The board chairman is about watching the watchers. If Dimon's bank were owned by a single family, supervision would no problem. But in a public company ownership is spread among millions of disparate shareholders. Day-in, day-out, the senior managers have far more power than the people they work for. The dilemma has been recognized since Berle and Means's 1932 classic, The Modern Corporation and Private Property. The best solution is a vigorous and independent board, whose job is to represent the public owners. And when Dimon reports to that board, his role should be similar to that of a diligent store manager, or of any hired hand, reporting to his owner on how the business has been going.
Dimon shouldn't run the board, because the board is the agent for Dimon's boss, and its first responsibility is to monitor Dimon. Perhaps it would be different for a company founder who still owns the majority of the stock. But the vast majority of CEOs, Dimon included, have very small percentage investments. Their dual roles are not only inappropriate, they are vestigial hallmarks of the imperial CEO.
Since the corporate abuses of the early 2000s, the stock exchange and Nasdaq have required listed companies to appoint a "lead director" to make sure the board keeps a lookout. That's a half-step. JPMorgan has an energetic lead director. However, the chairman has authority — why else would Dimon fight to hang on? (If it's only about image, the imagery is wrong. Dimon should enter the boardroom as an employee, not as even a ceremonial head). If the exchanges or the Securities and Exchange Commission had any guts, they would simply require that the chairperson be independent.

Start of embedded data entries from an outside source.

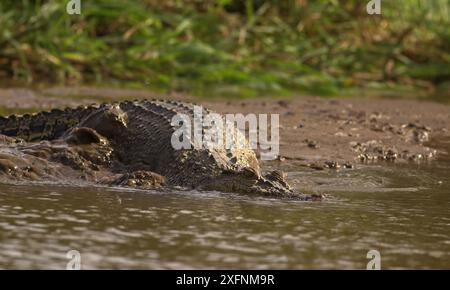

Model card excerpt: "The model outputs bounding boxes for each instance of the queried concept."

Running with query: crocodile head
[198,167,312,199]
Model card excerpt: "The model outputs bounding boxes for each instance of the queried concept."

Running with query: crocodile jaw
[196,171,306,198]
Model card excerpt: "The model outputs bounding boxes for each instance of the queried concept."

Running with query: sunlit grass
[0,0,448,98]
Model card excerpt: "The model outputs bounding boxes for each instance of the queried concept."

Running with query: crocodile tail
[0,105,100,141]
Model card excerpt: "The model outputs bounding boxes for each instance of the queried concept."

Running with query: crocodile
[0,100,319,200]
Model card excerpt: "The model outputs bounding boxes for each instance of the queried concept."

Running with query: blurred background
[0,0,449,100]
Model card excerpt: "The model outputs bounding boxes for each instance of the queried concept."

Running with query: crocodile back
[0,105,99,141]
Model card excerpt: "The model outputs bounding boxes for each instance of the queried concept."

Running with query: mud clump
[111,170,165,188]
[399,123,431,144]
[351,140,436,162]
[0,132,117,185]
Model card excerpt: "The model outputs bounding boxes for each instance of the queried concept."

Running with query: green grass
[0,0,449,99]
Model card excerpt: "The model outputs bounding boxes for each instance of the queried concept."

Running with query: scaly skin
[0,100,320,200]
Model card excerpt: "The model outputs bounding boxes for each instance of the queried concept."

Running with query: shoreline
[1,87,449,172]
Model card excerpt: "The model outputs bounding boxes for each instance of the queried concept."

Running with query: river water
[0,143,449,269]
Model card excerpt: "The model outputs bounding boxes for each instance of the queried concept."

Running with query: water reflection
[0,158,449,269]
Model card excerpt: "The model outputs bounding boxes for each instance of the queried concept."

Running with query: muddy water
[0,150,449,269]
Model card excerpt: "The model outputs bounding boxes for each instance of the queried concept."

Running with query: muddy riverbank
[1,86,449,172]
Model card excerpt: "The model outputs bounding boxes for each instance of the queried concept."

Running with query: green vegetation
[0,0,449,98]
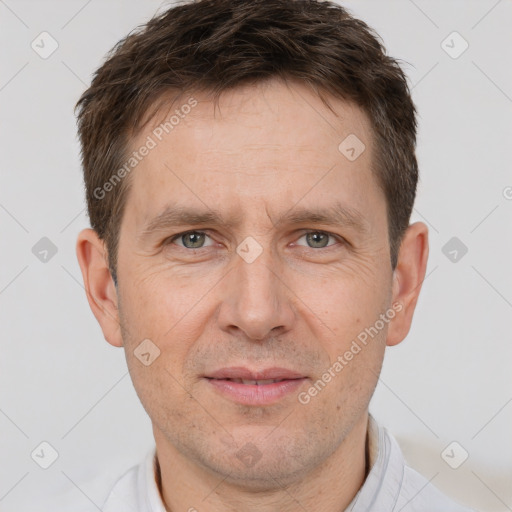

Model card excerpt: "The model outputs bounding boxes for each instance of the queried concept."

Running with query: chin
[192,427,335,491]
[208,455,307,492]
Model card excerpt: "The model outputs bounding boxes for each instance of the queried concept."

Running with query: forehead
[122,79,385,233]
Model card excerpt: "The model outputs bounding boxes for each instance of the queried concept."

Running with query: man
[75,0,474,510]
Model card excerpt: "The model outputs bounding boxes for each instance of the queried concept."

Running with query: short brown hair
[75,0,418,282]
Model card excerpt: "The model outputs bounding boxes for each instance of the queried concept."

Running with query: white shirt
[102,417,475,512]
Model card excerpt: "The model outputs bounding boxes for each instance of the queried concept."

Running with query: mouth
[204,367,308,405]
[218,378,293,385]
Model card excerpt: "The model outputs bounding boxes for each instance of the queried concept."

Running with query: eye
[170,231,214,249]
[295,231,340,249]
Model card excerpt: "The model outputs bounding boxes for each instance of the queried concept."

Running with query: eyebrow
[280,204,369,234]
[138,202,370,240]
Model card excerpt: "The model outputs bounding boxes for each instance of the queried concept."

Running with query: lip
[204,367,307,405]
[206,366,305,381]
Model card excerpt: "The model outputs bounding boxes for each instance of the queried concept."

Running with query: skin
[77,78,428,512]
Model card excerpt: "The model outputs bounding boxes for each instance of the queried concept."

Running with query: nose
[217,245,295,341]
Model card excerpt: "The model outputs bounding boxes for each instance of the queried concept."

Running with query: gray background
[1,0,511,510]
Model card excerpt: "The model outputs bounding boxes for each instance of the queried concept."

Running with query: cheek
[126,354,197,439]
[293,269,390,410]
[118,275,219,397]
[121,268,207,337]
[292,264,390,342]
[308,330,386,422]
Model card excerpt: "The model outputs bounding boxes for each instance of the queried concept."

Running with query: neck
[154,411,369,512]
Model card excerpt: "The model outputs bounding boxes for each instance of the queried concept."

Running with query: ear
[386,222,429,347]
[76,228,123,347]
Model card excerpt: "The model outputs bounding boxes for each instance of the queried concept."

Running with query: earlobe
[386,222,429,347]
[76,228,123,347]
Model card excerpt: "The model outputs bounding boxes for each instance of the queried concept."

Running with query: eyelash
[166,230,345,250]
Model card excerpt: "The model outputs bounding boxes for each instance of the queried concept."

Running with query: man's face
[114,80,394,485]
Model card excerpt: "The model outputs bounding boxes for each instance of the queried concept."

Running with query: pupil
[184,232,204,248]
[307,232,328,248]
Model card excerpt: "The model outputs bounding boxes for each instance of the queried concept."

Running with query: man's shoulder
[101,448,166,512]
[382,425,475,512]
[101,461,141,512]
[397,462,475,512]
[348,416,475,511]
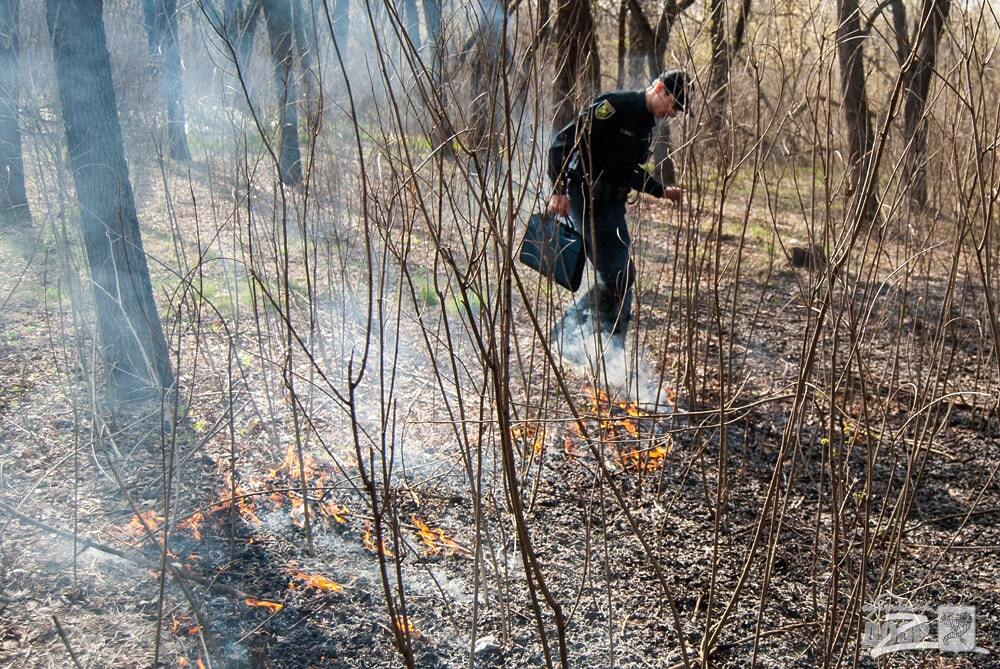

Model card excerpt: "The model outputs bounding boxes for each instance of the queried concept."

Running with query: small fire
[511,423,544,455]
[197,659,206,669]
[244,598,284,613]
[289,569,344,592]
[411,515,472,557]
[616,442,671,471]
[563,437,578,459]
[177,511,205,540]
[113,509,163,540]
[236,485,262,525]
[268,442,317,481]
[363,523,394,557]
[322,502,350,524]
[394,616,421,639]
[170,614,200,636]
[584,388,673,470]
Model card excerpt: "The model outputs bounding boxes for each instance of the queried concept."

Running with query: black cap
[657,70,691,114]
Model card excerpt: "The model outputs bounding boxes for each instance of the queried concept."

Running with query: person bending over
[548,70,690,356]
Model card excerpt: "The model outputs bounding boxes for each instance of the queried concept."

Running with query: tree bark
[0,0,28,225]
[398,0,420,47]
[624,0,693,184]
[329,0,350,53]
[552,0,600,128]
[422,0,441,86]
[887,0,910,67]
[291,0,319,121]
[143,0,192,161]
[706,0,729,128]
[626,2,653,87]
[261,0,303,185]
[836,0,879,223]
[224,0,261,82]
[902,0,950,209]
[45,0,174,401]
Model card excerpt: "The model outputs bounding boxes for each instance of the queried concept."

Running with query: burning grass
[565,387,676,472]
[244,597,285,614]
[288,568,345,593]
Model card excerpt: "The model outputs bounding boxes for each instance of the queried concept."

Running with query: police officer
[548,70,689,356]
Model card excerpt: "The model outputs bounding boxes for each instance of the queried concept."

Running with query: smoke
[553,286,673,413]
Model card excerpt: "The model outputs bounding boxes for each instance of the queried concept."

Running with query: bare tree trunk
[261,0,303,185]
[46,0,174,402]
[626,2,653,87]
[902,0,950,209]
[423,0,441,57]
[888,0,910,67]
[291,0,319,122]
[143,0,192,161]
[552,0,600,128]
[0,0,28,225]
[224,0,261,78]
[329,0,350,51]
[836,0,878,223]
[398,0,420,47]
[706,0,729,128]
[625,0,694,184]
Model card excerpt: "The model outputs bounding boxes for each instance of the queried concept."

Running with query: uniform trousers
[552,179,635,351]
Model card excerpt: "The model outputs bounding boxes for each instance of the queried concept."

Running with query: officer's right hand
[548,193,570,217]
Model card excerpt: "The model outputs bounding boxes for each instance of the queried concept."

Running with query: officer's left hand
[663,186,683,204]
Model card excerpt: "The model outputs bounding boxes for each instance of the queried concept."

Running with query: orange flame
[269,442,317,481]
[323,502,350,524]
[511,423,545,454]
[244,598,284,613]
[411,515,471,557]
[363,523,394,557]
[118,510,163,537]
[616,442,671,471]
[394,616,421,639]
[177,512,205,541]
[197,658,206,669]
[236,486,262,525]
[562,438,578,459]
[289,570,344,592]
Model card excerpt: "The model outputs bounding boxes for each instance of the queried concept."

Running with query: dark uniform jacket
[547,90,664,199]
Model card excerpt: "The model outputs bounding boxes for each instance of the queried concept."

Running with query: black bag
[518,213,586,292]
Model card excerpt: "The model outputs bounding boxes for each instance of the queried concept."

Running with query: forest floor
[1,138,998,668]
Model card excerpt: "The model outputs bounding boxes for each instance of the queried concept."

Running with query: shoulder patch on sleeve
[594,99,616,120]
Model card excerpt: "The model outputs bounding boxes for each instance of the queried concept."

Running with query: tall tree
[290,0,319,121]
[706,0,751,126]
[451,0,512,155]
[836,0,879,223]
[552,0,600,128]
[901,0,951,209]
[327,0,350,55]
[143,0,192,161]
[422,0,441,78]
[45,0,173,401]
[398,0,420,47]
[623,0,695,185]
[624,0,694,87]
[0,0,28,226]
[224,0,261,73]
[261,0,303,185]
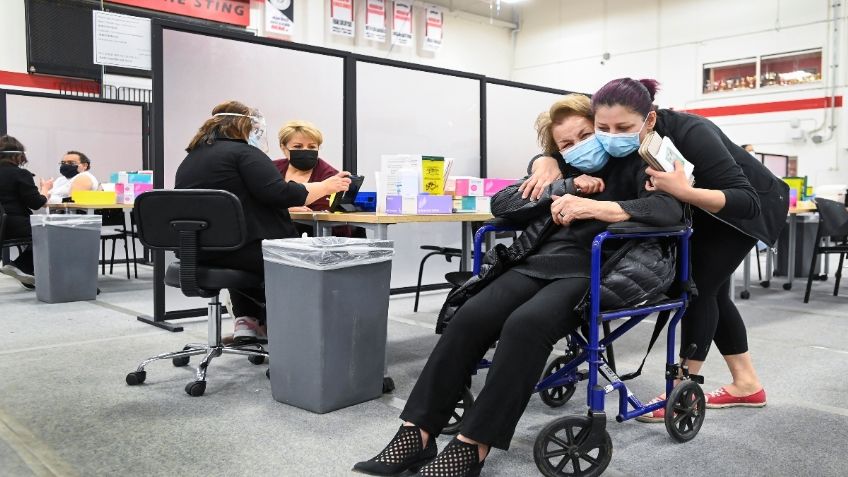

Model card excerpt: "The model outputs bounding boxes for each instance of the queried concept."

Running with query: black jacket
[175,138,309,242]
[654,109,789,245]
[0,163,47,217]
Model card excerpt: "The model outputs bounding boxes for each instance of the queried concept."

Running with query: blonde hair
[536,94,593,155]
[278,120,324,148]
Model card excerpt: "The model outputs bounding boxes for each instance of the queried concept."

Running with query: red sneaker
[705,387,766,409]
[635,396,666,423]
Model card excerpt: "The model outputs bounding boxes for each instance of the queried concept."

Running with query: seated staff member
[49,151,99,203]
[273,120,364,238]
[0,135,53,288]
[354,94,683,477]
[175,101,351,343]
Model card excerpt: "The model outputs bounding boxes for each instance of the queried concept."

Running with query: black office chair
[97,208,137,279]
[0,203,34,288]
[414,245,463,312]
[125,190,268,396]
[804,197,848,303]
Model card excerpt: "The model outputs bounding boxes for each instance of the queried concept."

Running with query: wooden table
[289,211,494,271]
[45,203,135,215]
[740,201,818,298]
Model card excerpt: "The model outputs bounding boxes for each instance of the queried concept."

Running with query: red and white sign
[107,0,250,26]
[265,0,294,37]
[364,0,387,42]
[391,1,413,46]
[330,0,355,37]
[423,4,443,51]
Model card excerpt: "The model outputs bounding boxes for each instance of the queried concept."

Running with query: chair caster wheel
[248,354,265,365]
[185,381,206,397]
[760,280,770,288]
[740,291,750,299]
[173,355,190,367]
[443,387,474,435]
[125,371,146,385]
[382,377,395,394]
[783,283,792,291]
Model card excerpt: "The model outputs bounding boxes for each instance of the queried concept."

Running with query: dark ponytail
[592,77,660,117]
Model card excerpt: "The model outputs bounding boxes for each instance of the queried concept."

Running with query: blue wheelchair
[442,220,704,477]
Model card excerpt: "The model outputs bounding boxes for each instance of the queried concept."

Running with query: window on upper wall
[702,59,757,94]
[760,49,823,88]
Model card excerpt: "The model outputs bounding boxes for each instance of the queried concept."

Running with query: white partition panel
[356,62,481,289]
[4,94,143,185]
[161,29,345,189]
[485,83,565,180]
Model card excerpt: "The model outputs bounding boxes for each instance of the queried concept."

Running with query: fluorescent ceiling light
[499,0,529,4]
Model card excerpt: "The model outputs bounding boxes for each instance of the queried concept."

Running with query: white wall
[512,0,848,187]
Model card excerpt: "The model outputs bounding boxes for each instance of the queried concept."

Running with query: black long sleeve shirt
[0,163,47,217]
[511,154,683,280]
[175,138,308,242]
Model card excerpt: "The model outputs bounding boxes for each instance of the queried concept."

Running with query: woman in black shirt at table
[0,135,53,288]
[175,101,350,343]
[532,78,788,416]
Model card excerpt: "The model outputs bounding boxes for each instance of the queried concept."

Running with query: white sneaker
[0,264,35,286]
[233,316,268,344]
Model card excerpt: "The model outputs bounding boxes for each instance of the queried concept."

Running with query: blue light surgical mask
[561,135,610,173]
[595,116,649,157]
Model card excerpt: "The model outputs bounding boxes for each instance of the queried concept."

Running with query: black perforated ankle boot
[418,437,485,477]
[353,425,437,476]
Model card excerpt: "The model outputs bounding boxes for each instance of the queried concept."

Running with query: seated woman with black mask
[353,94,684,477]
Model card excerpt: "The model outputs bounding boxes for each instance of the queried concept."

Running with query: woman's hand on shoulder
[520,156,562,200]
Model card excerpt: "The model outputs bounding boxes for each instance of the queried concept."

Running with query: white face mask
[213,111,268,153]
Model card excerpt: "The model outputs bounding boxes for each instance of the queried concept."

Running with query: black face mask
[59,163,80,179]
[288,149,319,171]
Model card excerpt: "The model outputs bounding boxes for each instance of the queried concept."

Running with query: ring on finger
[558,211,566,218]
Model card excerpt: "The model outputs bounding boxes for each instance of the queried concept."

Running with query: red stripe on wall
[683,96,843,117]
[0,71,100,94]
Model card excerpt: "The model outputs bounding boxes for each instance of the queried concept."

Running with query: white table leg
[785,214,797,290]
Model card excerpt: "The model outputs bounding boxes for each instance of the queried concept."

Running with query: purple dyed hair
[591,78,660,117]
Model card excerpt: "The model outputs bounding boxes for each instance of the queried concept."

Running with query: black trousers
[683,210,757,361]
[199,241,266,323]
[3,215,34,275]
[401,270,588,450]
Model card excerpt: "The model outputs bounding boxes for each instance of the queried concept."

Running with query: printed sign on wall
[93,11,151,70]
[364,0,387,42]
[266,0,294,36]
[391,1,413,46]
[107,0,250,26]
[330,0,355,37]
[423,5,443,51]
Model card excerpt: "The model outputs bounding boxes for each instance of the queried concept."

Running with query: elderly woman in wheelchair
[354,94,699,477]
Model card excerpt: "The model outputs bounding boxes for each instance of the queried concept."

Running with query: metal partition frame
[145,19,579,330]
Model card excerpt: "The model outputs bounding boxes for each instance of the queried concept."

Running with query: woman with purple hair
[533,78,788,419]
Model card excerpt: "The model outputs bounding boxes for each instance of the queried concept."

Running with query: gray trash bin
[31,214,102,303]
[263,237,394,414]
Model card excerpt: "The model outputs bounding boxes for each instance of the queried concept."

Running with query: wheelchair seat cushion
[599,238,677,310]
[165,261,263,294]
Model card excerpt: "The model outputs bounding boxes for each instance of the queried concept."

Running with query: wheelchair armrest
[606,221,687,235]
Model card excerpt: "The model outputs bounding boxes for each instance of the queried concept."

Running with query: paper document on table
[378,154,422,212]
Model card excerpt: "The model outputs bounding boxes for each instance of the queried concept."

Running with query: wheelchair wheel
[534,415,612,477]
[664,380,706,443]
[539,355,577,408]
[442,387,474,435]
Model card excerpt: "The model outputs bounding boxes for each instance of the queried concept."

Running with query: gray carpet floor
[1,261,847,476]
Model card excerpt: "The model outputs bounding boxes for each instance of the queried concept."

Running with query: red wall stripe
[683,96,843,117]
[0,71,100,94]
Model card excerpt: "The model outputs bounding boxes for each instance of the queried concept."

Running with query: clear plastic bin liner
[30,214,102,230]
[262,237,394,271]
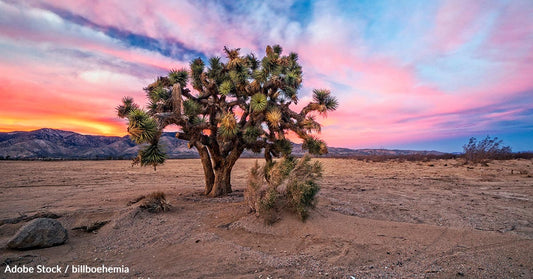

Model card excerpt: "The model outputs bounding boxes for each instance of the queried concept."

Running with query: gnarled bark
[204,146,244,197]
[195,143,215,195]
[209,166,232,197]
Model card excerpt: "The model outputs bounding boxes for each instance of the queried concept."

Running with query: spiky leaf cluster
[136,143,166,170]
[250,93,267,112]
[274,139,293,156]
[218,112,238,138]
[116,97,139,118]
[244,126,263,144]
[313,89,338,113]
[127,109,158,144]
[266,107,282,125]
[168,69,188,87]
[183,99,201,117]
[219,80,233,96]
[302,136,327,155]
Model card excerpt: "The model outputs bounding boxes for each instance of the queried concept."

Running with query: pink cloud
[486,1,533,50]
[430,0,493,53]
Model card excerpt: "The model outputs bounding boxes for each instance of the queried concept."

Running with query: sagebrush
[245,155,322,224]
[463,136,512,164]
[139,191,171,213]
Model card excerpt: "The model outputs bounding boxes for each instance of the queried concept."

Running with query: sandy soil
[0,158,532,278]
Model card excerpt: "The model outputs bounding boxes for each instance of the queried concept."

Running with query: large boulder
[7,218,68,250]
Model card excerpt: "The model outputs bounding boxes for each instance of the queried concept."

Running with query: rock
[7,218,68,250]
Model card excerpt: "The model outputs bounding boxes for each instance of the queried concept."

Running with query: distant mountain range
[0,128,445,160]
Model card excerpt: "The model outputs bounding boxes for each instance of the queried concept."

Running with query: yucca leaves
[274,139,292,156]
[272,44,283,55]
[229,66,248,85]
[218,112,238,138]
[266,107,282,126]
[302,116,321,133]
[312,89,338,112]
[224,46,241,61]
[183,99,201,117]
[147,100,159,114]
[252,69,268,83]
[190,116,207,126]
[288,52,298,63]
[209,56,222,70]
[229,70,241,85]
[285,71,301,89]
[149,86,170,102]
[220,112,237,131]
[116,96,139,118]
[249,80,261,93]
[168,69,188,87]
[219,80,233,96]
[302,136,328,155]
[246,53,259,70]
[138,143,166,170]
[208,57,224,84]
[282,87,297,102]
[243,126,263,144]
[127,109,158,144]
[261,56,277,74]
[251,93,267,112]
[190,58,204,90]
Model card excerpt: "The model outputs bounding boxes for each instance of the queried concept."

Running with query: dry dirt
[0,158,532,278]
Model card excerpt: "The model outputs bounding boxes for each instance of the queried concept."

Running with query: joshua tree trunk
[210,165,233,197]
[203,146,244,197]
[195,143,215,195]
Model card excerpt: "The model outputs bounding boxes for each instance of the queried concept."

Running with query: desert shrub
[341,153,457,162]
[513,152,533,160]
[139,191,171,213]
[463,136,512,164]
[245,155,322,224]
[245,161,278,224]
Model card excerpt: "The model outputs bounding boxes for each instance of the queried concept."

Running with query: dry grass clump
[139,191,171,213]
[245,155,322,224]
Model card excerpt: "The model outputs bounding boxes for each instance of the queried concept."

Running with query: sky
[0,0,532,152]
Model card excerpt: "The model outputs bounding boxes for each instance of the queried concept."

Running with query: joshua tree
[117,45,337,197]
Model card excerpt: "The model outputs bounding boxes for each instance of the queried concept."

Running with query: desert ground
[0,158,532,278]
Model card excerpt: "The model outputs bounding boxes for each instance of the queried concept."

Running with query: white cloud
[79,70,147,89]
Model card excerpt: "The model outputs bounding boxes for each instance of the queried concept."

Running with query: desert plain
[0,158,532,278]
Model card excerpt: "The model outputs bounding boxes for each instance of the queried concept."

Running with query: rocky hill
[0,128,444,159]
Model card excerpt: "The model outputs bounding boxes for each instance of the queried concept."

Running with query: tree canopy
[117,45,337,197]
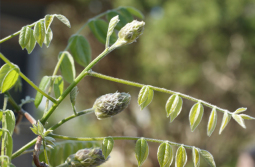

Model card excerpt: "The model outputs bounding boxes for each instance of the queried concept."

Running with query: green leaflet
[138,86,154,110]
[192,147,200,167]
[89,19,117,44]
[34,20,46,47]
[157,142,173,167]
[58,51,76,83]
[69,35,91,67]
[25,28,37,54]
[0,64,11,89]
[165,94,183,122]
[189,102,204,132]
[219,111,231,134]
[19,26,31,49]
[233,107,247,114]
[0,129,13,159]
[44,27,53,48]
[44,14,55,32]
[240,114,255,120]
[119,7,134,23]
[199,149,216,167]
[34,76,50,108]
[55,14,71,28]
[175,145,187,167]
[4,110,15,136]
[125,6,144,19]
[102,137,114,159]
[135,138,149,166]
[53,76,64,99]
[207,108,217,137]
[232,114,246,128]
[1,66,20,93]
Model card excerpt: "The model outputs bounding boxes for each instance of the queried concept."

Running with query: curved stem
[49,134,193,149]
[12,138,37,159]
[88,71,232,114]
[48,108,94,131]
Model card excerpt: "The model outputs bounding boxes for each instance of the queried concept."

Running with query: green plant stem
[48,108,94,131]
[43,140,50,165]
[5,92,20,112]
[88,71,232,115]
[40,47,115,124]
[50,134,193,149]
[11,138,37,159]
[56,163,69,167]
[0,53,57,104]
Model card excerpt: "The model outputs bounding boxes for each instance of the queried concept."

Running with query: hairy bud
[66,148,108,167]
[113,20,145,47]
[93,92,131,120]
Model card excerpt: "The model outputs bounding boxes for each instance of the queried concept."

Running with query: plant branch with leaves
[0,6,254,167]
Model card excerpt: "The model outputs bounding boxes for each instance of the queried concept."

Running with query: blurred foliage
[39,0,255,166]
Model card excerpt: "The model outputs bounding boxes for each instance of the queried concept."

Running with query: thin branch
[33,136,49,167]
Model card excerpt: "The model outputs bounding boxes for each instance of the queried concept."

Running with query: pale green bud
[66,148,108,167]
[93,92,131,120]
[114,20,145,47]
[107,15,119,37]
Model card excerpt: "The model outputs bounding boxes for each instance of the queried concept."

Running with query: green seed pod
[66,148,108,167]
[114,20,145,47]
[93,92,131,120]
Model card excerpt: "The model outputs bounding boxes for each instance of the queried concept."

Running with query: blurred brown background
[1,0,255,166]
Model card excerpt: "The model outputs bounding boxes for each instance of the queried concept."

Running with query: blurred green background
[3,0,255,166]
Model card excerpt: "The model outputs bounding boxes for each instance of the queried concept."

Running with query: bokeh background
[1,0,255,166]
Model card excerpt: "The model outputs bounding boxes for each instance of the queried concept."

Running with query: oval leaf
[175,145,187,167]
[199,149,216,167]
[44,14,55,32]
[192,147,200,167]
[119,7,134,22]
[233,107,247,114]
[34,76,50,108]
[1,66,20,93]
[207,108,217,137]
[59,51,76,83]
[19,26,31,49]
[219,111,231,134]
[125,6,144,19]
[189,102,204,132]
[135,138,149,166]
[5,110,15,136]
[240,114,255,120]
[232,114,246,129]
[102,137,114,159]
[157,142,173,167]
[55,14,71,28]
[165,94,183,122]
[69,35,91,67]
[0,64,11,89]
[34,20,46,47]
[138,86,154,110]
[44,27,53,48]
[25,28,37,54]
[53,76,64,99]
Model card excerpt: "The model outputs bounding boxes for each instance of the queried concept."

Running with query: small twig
[33,136,49,167]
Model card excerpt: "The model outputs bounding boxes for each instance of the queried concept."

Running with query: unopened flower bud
[93,92,131,120]
[113,20,145,47]
[66,148,108,167]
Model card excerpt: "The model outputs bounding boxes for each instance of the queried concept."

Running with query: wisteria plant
[0,6,254,167]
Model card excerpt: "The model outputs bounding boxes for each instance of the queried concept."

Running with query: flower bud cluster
[93,92,131,119]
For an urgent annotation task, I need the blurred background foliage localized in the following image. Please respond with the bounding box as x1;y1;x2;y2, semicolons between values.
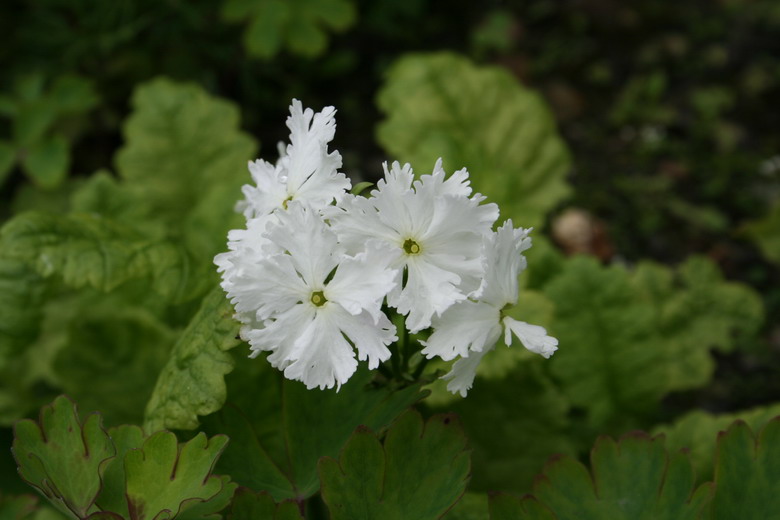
1;0;779;513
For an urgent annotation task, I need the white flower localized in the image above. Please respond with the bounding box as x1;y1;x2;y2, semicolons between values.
328;159;499;333
225;202;398;390
421;221;558;396
236;99;351;219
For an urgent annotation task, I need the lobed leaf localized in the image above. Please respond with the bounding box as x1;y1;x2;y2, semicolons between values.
123;432;234;520
319;410;470;520
143;288;241;433
427;360;574;494
377;52;571;228
708;417;780;519
206;364;426;500
654;402;780;484
494;432;712;519
12;396;115;519
221;0;356;59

Dimon is a perfect example of why. With his well-advertised aversion to risk, he steered JPMorgan around the worst of the mortgage debacle. His bank did not need a bailout (it took TARP money on orders from the Treasury). Nonetheless, JPMorgan suffered more write-offs than Dimon predicted. It stumbled again during the robo-signing debacle. The point is, even good CEOs make mistakes and all of them need watching. Dimon's mercurial temperament — charming one moment, steaming the next — is another reason he shouldn't be supervising himself.
The bank's directors have hardly been pushovers — last year, they cut Dimon's pay in half, to $11.5 million. But the directors face some distinct challenges. With Dimon 57, it is high time to be thinking about succession, especially since the bank has suffered a string of executive departures. They also must monitor the London Whale clean-up (it reportedly involves eight different investigations). Finally, there is the ongoing task of evaluating Dimon's performance. On each of these, the bank's shareholders will be served best if management submits its advice to a board led by an outsider.
Apple signaled that the days of the imperial CEO were over when it named Tim Cook to succeed Steve Jobs as CEO but not the chairman. With Apple struggling, that has proved fortunate. Now, Dimon, who takes corporate governance more seriously than most, has a chance to redefine best practice for Wall Street — Lloyd Blankfein at Goldman Sachs take note — and for corporate America. He shouldn't wait for the shareholders. Jamie, do the right thing.